Banjir semakin sering terjadi di seantero kabupaten Sidoarjo. Juga lama surut, menyebabkan kerugian material sangat besar. Karena kemacetan, jeda perekonomian. Maka normalisasi sungai tidak cukup sebagai upaya pengendalian banjir. Melainkan harus dibarengi normalisasi ekosistem lingkungan. Ekstremitas cuaca telah membawa bencana hidro-meteorologi, dengan daya rusak lebih besar. Tetapi sebenarnya seluruh daerah terancam banjir dan longsor, bersamaan cuaca ekstrem.
Hulu sungai luruh membawa material sampah, dan material longsoran, menerjang perkampungan, dan ladang. Seluruh kawasan Jawa, termasuk Jawa Timur, tetap waspada luapan sungai besar (dan anak sungai). Diguyur hujan deras, beberapa sungai di Sidoarjo, tak mampu menahan debit air yang tercurah, disertai arus deras. Sungai Ketapang, meluap. Jalan Raya Porong, ditutup total, persis di samping tanggul lumpur Lapindo. Rel kereta-api juga terendam.
Banjir di Sidoarjo, seolah bergiliran tiap pekan. Dimulai kawasan barat, di Wonoayu, terendam banjir. Sedangkan di tengah kota, kali Pucang, dan kali Kutuk, tinggal “menunggu giliran” meluap, menggenangi sekeliling kota, sampai pintu tol. Pemerintah kabupaten Sidoarjo, coba mengurangi banjir dengan pengerahan pompa milik PLS (Pusat Pengendalian Lumpur Sidoarjo, Lapindo). Air bah dimasukkan ke embung Lusi, yang tiba-tiba menjadi solusi.

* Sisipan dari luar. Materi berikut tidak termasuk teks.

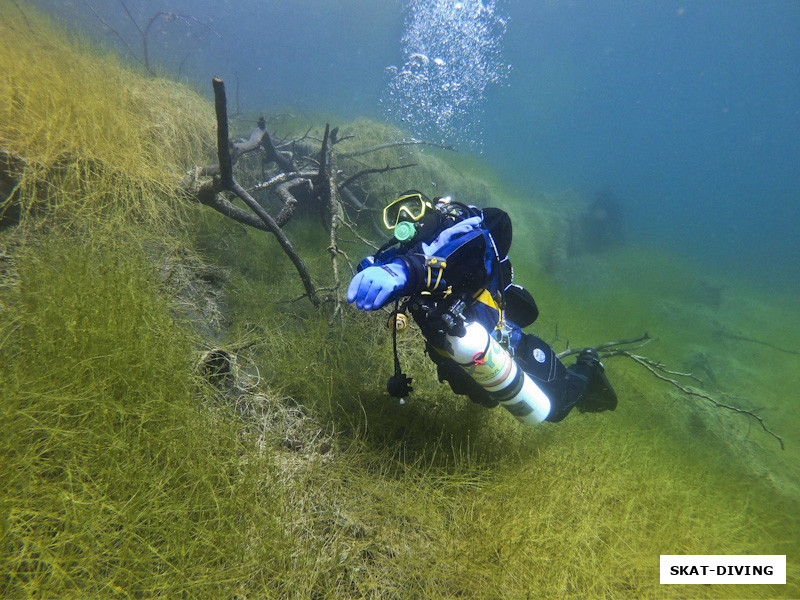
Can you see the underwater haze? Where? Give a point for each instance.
(688, 112)
(179, 420)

Embung Lusi, yang juga dikenal sebagai “pulau” Lusi, sebenarnya adalah sebuah pulau buatan yang terbentuk dari endapan lumpur Lapindo. Lokasinya berada di tengah sungai Kali Porong, di dusun Tlocor, desa Kedungpandan, Sidoarjo. Awalnya, bernama pulau Sarinah. Tetapi diganti menjadi pulau Lusi, singkatan dari “Lumpur Sidoarjo.” Sedangkan di Jawa Tengah, kondang sebuah sungai bernama Lusi, yang mengalir di Tengah kabupaten Grobogan. Sering meluap, menyebabkan banjir parah, sampai memutus jalur pantai utara Jawa.
Banjir di kabupaten Sidoarjo, membuktikan, lingkungan permukiman perkotaan, perlu di-normalisasi. Terutama pada kampung-kampung pusat urban. Mengeruk sampah dari badan sungai, menjadi keniscayaan. Banjir juga menyebabkan kemacetan makin parah di Sidoarjo. Sampai berimbas pada jalan tol turut tersendat di pintu masuk, dan exit (pintu keluar). Penampakan digital banjir Sidoarjo terpampang dalam Google Maps. Area dengan warna merah yang menandakan antrean panjang kendaraan.

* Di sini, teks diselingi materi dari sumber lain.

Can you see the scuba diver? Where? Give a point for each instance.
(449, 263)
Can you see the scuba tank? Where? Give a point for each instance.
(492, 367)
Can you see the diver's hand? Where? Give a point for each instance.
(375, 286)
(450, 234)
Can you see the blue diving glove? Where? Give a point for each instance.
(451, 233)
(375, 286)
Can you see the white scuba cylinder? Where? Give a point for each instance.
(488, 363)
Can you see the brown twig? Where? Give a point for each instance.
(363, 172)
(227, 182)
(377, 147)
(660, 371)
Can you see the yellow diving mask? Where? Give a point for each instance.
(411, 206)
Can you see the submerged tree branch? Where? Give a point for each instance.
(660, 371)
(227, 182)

Pada puncak musim hujan, Pebruari lalu, luapan banjir terdeteksi dari sungai di wilayah Waru yang menjadi daerah aliran sungai (DAS) Sungai Brantas. Serta sungai Buntung, Desa Tambak Oso, Waru, Sidoarjo. Sebenarnya telah diupayakan normalisasi, termasuk dengan menggunakan 1 unit excavator amphibi. Terutama mengambil tanaman eceng-gondok yang telah memenuhi permukaan air sungai. Namun di hulu, tanaman eceng gondok semakin “meng-hutan” tebal, harus menjadi prioritas.
Pola “buka-tutup” aliran sungai bisa menjadi pembuka ruang lebih lebar untuk aliran sungai. Menjadi solusi mudah, sementara. Namun tidak mudah, karena harus memperhitungkan area muara yang berbatasan dengan laut. Pada bulan purnama, permukaan air pada area muara lebih tinggi. Potensi rob masih membayangi area timur Sidoarjo. Banjir rob bisa meluruh hingga Tengah kota.
Ekses lain banjir kawasan timur Sidoarjo bisa menyapu tambak, yang berisi ikan dan udang. Niscaya sangat merugikan perekonomian rakyat. Maka normalisasi, mengeruk sungai yang dangkal, harus dilakukan setalah musim hujan. Namun sebenarnya, seluruh daerah yang dilalui sungai besar, patut melaksanakan normalisasi. Khususnya Pemprop Jawa Timur patut bekerjasama dengan BBWS (Balai Besar Wilayah Sungai) Bengawan Solo, dan sungai Brantas.
Percabangan Bengawan Solo di kawasan utara Jawa Timur, masih menjadi ancaman banjir. Begitu pula percabangan sungai Brantas, yang mengalir besar menjadi Kali Porong, dan anak-anak sungai.